А бабушка Надя дарила нам духи – «Красную Москву» и «Белую сирень». Это были самые первые духи в моей жизни. Конечно, пахучая жидкость очень быстро тратилась на наши комариные укусы, или проливалась случайно. Пробки шли в игру (ширк ногой по полу!), а пустые флакончики мама вкладывала между свежевыглаженными простынями, и в деревянной утробе шкафа еще долго сохранялся еле слышный аромат «Белой сирени» или «Красной Москвы».

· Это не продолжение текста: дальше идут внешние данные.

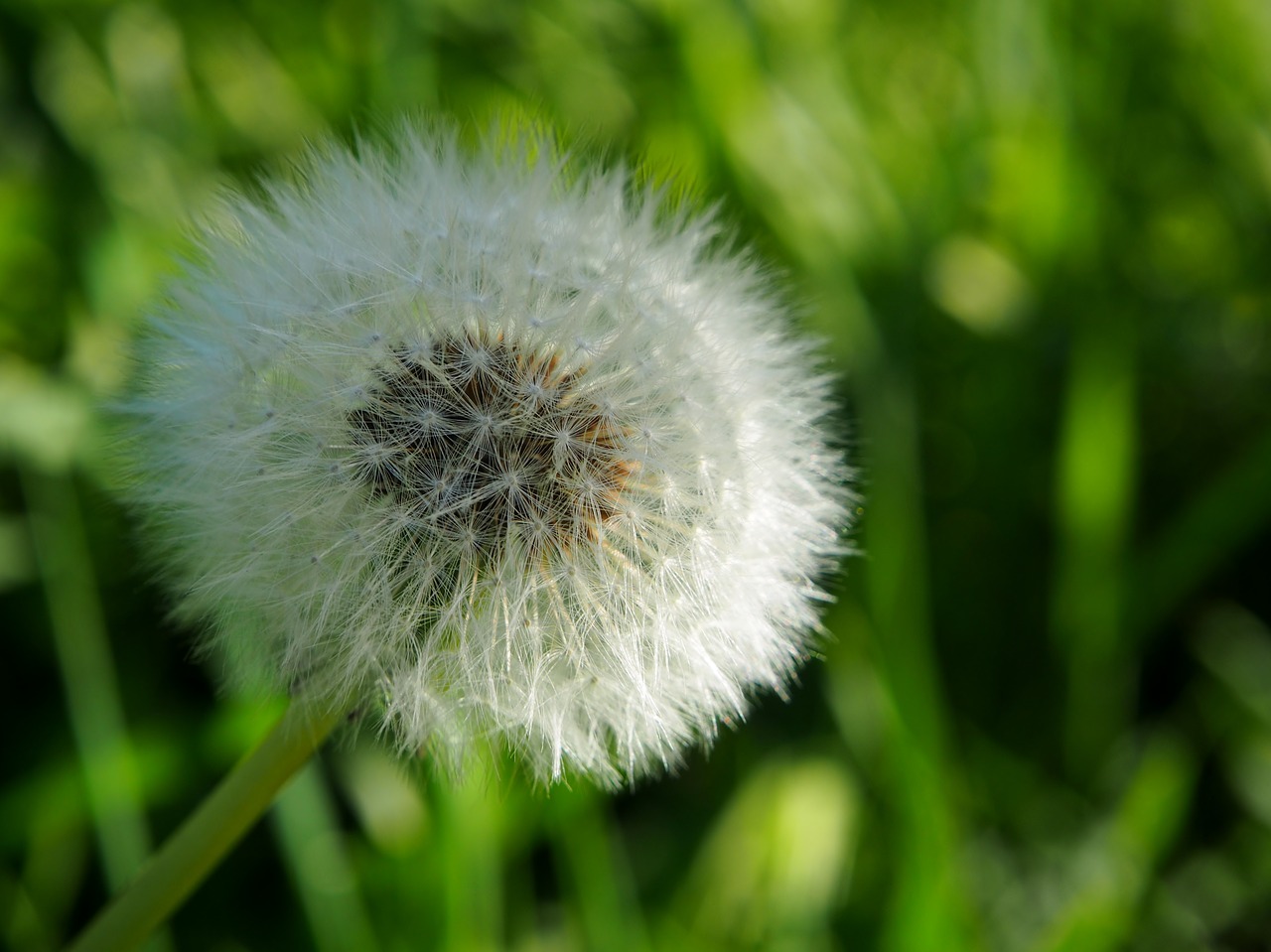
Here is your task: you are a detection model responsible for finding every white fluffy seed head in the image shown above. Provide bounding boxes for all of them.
[127,122,848,783]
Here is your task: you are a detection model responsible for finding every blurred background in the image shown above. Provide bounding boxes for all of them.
[0,0,1271,952]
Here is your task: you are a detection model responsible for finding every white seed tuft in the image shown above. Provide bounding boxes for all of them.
[119,122,848,783]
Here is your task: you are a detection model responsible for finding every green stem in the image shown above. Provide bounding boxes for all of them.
[69,700,345,952]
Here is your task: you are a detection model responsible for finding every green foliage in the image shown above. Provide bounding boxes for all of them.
[0,0,1271,952]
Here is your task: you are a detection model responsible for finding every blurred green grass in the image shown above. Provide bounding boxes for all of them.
[0,0,1271,952]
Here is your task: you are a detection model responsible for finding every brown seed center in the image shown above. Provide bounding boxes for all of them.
[349,333,638,561]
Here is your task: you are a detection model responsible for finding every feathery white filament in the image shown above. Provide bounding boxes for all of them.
[130,124,846,783]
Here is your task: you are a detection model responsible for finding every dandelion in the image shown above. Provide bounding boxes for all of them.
[128,122,846,784]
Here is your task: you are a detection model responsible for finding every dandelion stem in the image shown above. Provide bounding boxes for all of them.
[70,699,345,952]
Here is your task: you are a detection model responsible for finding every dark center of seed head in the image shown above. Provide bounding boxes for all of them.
[349,333,638,561]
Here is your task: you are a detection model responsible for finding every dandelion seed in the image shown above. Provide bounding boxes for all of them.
[121,122,848,783]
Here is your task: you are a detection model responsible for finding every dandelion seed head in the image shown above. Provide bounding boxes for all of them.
[127,120,849,783]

А однажды баба Аня подарила мне красивое платье. И я так обрадовалась, что пообещала тоже подарить ей платье – только с первой пенсии. «Ну, долго ждать придется!» – засмеялась баба. Не дождалась…
От деревенской жизни у бабушки осталась прялка. Иногда ей из деревни привозили овечью шерсть, бабушка пряла ее и вязала из нее носки. Они всегда были серые или коричневые, а в шерсти попадались щепочки и соринки.
– Овечкой пахнет, – говорила бабушка и объясняла мне: – Это кудель, а это веретено.
Когда я прочитала сказку о спящей царевне, которая укололась веретеном и уснула на сто лет, я пошла к бабушке смотреть, как там этим веретеном уколоться можно было. У бабушкиного веретена был тупой кончик, которым проколоть палец не было ну никакой возможности.
– Так у той-то, у царевны, оно же поди железное было, – объяснила бабушка. – Мое-то веретено простое, деревянное, только занозу и можно подцепить. А, может, это она так себе палец занозила?
У бабушки дома был еще самовар – только не настоящий, а электрический. Но все равно редкость, у нас такого не было. Еще железная кровать с сеткой. Если такую вдруг кто выбрасывал, то мы на этой сетке во дворе прыгали до тех пор, пока не начинало колоть в боку. Настоящая деревянная скамья. В ванной всегда веник висел – для бани. На полу кружки из лоскутков связанные и дорожки тканые. Все это переехало вместе с бабушкой с улицы Радищева, со «своего дома» на несколько семей.
Каждый раз, оказываясь по каким-нибудь своим дела на улице Радищева, в любой ее части, я пытаюсь представить, каким был этот «свой дом», где он стоял, насколько ветхим он мог бы стать спустя почти сорок лет. И не могу представить, потому что, кроме тех нескольких фотографий, сделанных любительской камерой, собственных воспоминаний не имеется. Не хватает будто чего-то, одного маленького корешка. Его отсутствие, конечно, никаким образом на общую устойчивость моей жизни не влияет, но хорошо бы, коли такой корешок у меня был.